Determining cause of SSD failure after 30-ish minutes

ssd

We have a 64GB SSD drive in a tower server with a local colocation company. This drive and the enter system was built about six months ago, brand new parts.

Until this weekend the SSD/system were working perfectly. We're running CentOS 6.2

After booting perfectly, the system can be used about 20-30 minutes (no real consistency with time) before the drive starts acting funny.

Libraries start saying they can't load, ssh starts denying public key logins. Shutdown starts saying "input/outout error". Some programs start indicating the drive is read-only.

Only 25GB of the 64GB are used.

I can't find any errors that indicate what happened. I tried running fsck from a live cd on the drive and it showed no problems and most of the time boot works fine. There was one boot that said "couldn't find os" but that's not happening anymore.

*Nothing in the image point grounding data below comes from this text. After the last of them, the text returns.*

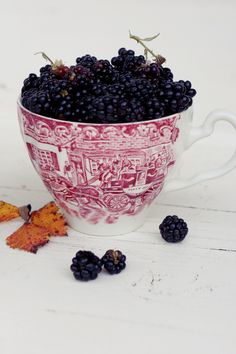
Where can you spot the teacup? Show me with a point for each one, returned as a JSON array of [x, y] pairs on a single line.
[[104, 177]]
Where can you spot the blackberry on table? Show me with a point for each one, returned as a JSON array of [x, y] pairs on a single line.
[[173, 229], [114, 261], [86, 266]]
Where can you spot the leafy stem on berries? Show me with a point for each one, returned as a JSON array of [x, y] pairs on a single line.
[[45, 57], [55, 64], [159, 59]]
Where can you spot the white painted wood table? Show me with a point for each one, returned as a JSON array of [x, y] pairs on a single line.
[[172, 298]]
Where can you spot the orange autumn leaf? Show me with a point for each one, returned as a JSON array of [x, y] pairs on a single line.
[[51, 219], [8, 211], [28, 237]]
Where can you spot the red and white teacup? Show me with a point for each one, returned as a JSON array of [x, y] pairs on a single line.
[[105, 176]]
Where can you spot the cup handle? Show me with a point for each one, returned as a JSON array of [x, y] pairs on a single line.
[[196, 134]]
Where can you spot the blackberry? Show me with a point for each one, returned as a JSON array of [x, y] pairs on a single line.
[[86, 266], [173, 229], [37, 101], [125, 89], [114, 261]]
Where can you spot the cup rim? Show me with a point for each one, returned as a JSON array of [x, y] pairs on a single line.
[[101, 124]]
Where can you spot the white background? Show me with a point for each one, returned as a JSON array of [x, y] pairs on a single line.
[[192, 308]]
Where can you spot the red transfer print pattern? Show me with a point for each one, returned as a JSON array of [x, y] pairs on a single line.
[[101, 172]]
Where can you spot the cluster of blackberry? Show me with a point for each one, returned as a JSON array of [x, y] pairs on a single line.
[[127, 89], [86, 265]]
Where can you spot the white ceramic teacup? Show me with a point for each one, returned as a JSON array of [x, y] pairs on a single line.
[[105, 176]]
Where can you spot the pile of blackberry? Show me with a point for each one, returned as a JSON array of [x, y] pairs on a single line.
[[126, 89], [86, 265]]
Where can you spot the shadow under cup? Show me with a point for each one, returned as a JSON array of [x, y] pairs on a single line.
[[103, 176]]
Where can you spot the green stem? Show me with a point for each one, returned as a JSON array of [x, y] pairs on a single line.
[[139, 40], [45, 57]]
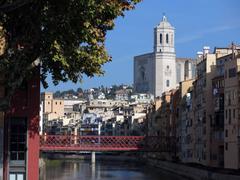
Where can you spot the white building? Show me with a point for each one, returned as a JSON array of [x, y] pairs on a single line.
[[160, 70]]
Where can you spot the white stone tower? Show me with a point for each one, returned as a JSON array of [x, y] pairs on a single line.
[[165, 57], [155, 72]]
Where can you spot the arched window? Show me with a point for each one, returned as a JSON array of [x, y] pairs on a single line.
[[167, 83]]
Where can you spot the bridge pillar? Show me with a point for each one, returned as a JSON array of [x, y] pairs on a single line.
[[93, 159]]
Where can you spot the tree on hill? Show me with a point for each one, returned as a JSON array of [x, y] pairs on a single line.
[[67, 38]]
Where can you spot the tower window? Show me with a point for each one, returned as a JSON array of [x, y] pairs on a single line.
[[160, 38], [167, 83]]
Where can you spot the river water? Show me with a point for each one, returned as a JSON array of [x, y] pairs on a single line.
[[102, 170]]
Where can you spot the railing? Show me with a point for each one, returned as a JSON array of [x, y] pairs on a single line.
[[106, 143]]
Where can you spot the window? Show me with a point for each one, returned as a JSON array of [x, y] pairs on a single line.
[[226, 133], [232, 72], [167, 83], [230, 116], [167, 38], [18, 130]]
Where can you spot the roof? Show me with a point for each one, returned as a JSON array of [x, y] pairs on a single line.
[[165, 24], [184, 59]]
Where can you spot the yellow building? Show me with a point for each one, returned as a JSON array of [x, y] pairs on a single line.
[[52, 108]]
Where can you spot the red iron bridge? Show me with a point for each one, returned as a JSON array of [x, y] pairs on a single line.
[[106, 143]]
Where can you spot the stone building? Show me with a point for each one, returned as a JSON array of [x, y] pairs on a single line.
[[161, 71], [232, 111]]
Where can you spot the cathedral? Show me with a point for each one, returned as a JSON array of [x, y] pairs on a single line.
[[160, 70]]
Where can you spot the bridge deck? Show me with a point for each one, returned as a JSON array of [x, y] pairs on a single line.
[[103, 143]]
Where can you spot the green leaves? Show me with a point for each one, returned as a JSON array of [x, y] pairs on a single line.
[[67, 35]]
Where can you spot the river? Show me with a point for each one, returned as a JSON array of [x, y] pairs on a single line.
[[102, 170]]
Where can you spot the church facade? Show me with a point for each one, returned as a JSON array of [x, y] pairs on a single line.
[[160, 70]]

Where can I look to find logs about what happens? Are there any other disk checks I should do? It seems like a repairable problem, and not that I need a new drive.

Update:

I enabled SMART after rebooting the server. After 1 hour of uptime and normal system operation (running services are httpd, mysql, but very little to no traffic), suddenly things just stop working. During the hour of uptime it responded with a PASS for the smart health check. After the hour I tried it again (through webmin) and it now says SMART is disabled.

The hard drive is now showing the same issues I've seen before – trying most commands show "input/output error".

Running a smart health check now shows:

Log Sense failed, IE page [scsi response fails sanity test]

What can I do to figure out what's causing this to fail after a random period of time? It runs perfectly for 30-60 minutes and then it starts acting odd like this.

Update 2

Some requested that I try dmesg and this was the result: http://www.pastie.org/private/hk7jfhxilj7ypy828irna. Someone else recommended that I not assume it's the drive, but possibly the drive controller. I don't understand how to determine whether the error is the controller versus the drive – aside from trying a different drive. If I have to buy a replacement motherboard or drive I need to know which is failing first.

Running fsck shows:

fsck from util-linux-ng 2.17.2
e2fsck 1.41.12 (17-May-2010)
fsck.ext4: Superblock invalid, trying backup blocks...
fsck.ext4: Bad magic number in super-block while trying to open /dev/mapper/vg_192-lv_root

The superblock could not be read or does not describe a correct ext2
filesystem.  If the device is valid and it really contains an ext2
filesystem (and not swap or ufs or something else), then the superblock
is corrupt, and you might try running e2fsck with an alternate superblock:
    e2fsck -b 8193 <device>

Best Answer

SSDs are notoriously fragile. Jeff Atwood outlines some failure rates here. They will fail without any warning and turn your data into a distant memory.

Looks like it's time to RMA and restore from backup. It shouldn't be a problem though, because you're not running a production server on a single, non-RAIDed disk, right? And you definitely have recent backups you can use to get back on your feet, right?

Right?